I had the great pleasure to attend a superb performance of the Grimethorpe Colliery Band on Saturday – and of being reminded of the significance of the deep-rooted Brass Band tradition. I had the honour of meeting conductor Ian Shires and star cornetist Roger Webster.
Brass bands are about music – but more than music. Many are closely woven into the local community, a matter of local pride, a focus of identity, a place to bring people together, and also a pedagogic venue, teaching and integrating youngsters. Brass bands can play almost anywhere, not least on the march, frequently performing outdoor civic duties at local events. They are part of our cultural heritage.
And this is a shared cultural heritage across Europe and beyond.
In Holland and Belgium, and nearby parts of Germany, France and Luxembourg, there is a strong tradition similar to Britain’s, although, unlike British bands, they also play saxophones (after all, Adolphe Sax came from Dinant in Belgium). The band from Willebroek, 25 miles north of Brussels, were three times European Brass Band Champions.
In the Balkans, Brass Bands play a style that owes much to 19th-century Roma (Gypsy) trumpeters and Ottoman marching bands turning local folk music into brass.
Across Europe, the Salvation Army has deployed brass bands since 1878.
In Norway, the Brass Band Federation is the largest voluntary music organisation in the country, and has the the King as its patron.
The tradition has spread beyond Europe, to Australia, New Zealand, Japan and North America. Brass bands in New Orleans date to the late 19th Century, often playing a fusion between European and African folk music.
The modern form of the brass band in Britain, with its full complement of 28 players, including percussion, dates from the mid 19th century.
Brass bands can be highly competitive,with bands organised into five sections with promotions and relegations, much like the football league divisions. Rivalries abound. A key player moving from one band to another is almost like a top footballer moving between clubs.
The Grimethorpe Colliery Band is one of the most famous bands. It was on BBC national radio every month from 1941 to 1951, it played at the opening ceremony of the London Olympics in 2012 and it has several times won the National Brass Band Championship, not least in 1992 just 5 days after the Colliery was closed, as depicted in the wonderful, moving, film Brassed Off.

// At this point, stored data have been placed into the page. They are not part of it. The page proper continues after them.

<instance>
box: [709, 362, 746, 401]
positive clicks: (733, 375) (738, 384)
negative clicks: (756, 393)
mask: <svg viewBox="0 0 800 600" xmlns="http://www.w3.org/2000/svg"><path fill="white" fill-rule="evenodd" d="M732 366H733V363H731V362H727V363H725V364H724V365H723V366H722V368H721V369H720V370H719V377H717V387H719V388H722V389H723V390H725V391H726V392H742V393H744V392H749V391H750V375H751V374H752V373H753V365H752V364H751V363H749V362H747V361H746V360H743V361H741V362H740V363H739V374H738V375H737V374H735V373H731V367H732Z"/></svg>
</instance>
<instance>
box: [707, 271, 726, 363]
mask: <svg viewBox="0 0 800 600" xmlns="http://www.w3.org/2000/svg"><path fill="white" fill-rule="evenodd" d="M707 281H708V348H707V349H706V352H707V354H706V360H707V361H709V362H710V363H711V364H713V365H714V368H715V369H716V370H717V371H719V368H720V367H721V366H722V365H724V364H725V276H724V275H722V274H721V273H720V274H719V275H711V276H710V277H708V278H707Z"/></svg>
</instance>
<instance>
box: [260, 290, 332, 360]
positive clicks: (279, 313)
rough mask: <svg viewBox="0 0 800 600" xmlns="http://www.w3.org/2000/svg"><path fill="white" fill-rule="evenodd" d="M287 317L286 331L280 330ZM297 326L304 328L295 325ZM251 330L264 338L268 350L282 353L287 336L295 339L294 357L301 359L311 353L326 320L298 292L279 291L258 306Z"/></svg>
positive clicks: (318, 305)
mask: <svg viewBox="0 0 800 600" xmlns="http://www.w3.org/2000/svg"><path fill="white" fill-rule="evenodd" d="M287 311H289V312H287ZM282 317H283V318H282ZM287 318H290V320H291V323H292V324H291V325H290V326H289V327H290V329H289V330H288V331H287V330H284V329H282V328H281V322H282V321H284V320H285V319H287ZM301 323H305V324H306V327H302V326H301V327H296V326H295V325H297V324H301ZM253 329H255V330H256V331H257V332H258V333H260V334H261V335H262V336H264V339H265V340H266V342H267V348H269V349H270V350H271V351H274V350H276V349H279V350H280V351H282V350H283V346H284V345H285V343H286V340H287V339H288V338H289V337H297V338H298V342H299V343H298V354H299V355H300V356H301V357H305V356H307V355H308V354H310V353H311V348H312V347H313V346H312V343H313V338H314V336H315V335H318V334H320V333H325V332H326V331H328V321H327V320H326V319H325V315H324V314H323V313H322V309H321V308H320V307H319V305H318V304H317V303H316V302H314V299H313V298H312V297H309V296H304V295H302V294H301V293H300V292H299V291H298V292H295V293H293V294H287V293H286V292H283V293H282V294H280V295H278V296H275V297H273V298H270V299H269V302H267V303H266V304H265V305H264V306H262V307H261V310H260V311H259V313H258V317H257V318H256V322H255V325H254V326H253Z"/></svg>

Bands are mostly organised on a voluntary basis, with few resources and sometimes little experience of the commercial side of entertainment. But they do need money. Overheads are not insignificant, and even if each member of the main band is paid just a few pounds per show, the size of the band and their transport costs soon reach a significant level. The pedagogical work that many of them do (complete with youth bands that have been the nurseries of many a top musician), add to the costs.
Some get sponsorship, some rely on donations, while others try to make ends meet by giving lots of concerts: Grimethorpe played over 60 gigs around the UK in one recent year, travelling over 6,000 miles, but such a level of activity is unsustainable, given that amateur band members have jobs and families.
On top of that, there is in my mind no doubt that some bands have been ripped off by commercial agents who have booked them at prestigious events for a hefty fee, but only passed on a small proportion to the band, sometimes with the band blissfully unaware of what was being charged in their name.
Brass bands are a tradition worthy of support. Securing for them the full fruit of their labour (to coin a phrase) would go a long way to helping them. So would further opportunities to reach new audiences.
Their repertoires are far more varied than the uninitiated sometimes imagine: last Saturday’s performance ranged from Freddy Mercury’s Bohemian Rhapsody to Wagner, Indiana Jones to Puccini, The Lady is a Tramp and much else besides. Broadening their reach would not just help save them, it would bring pleasure to millions.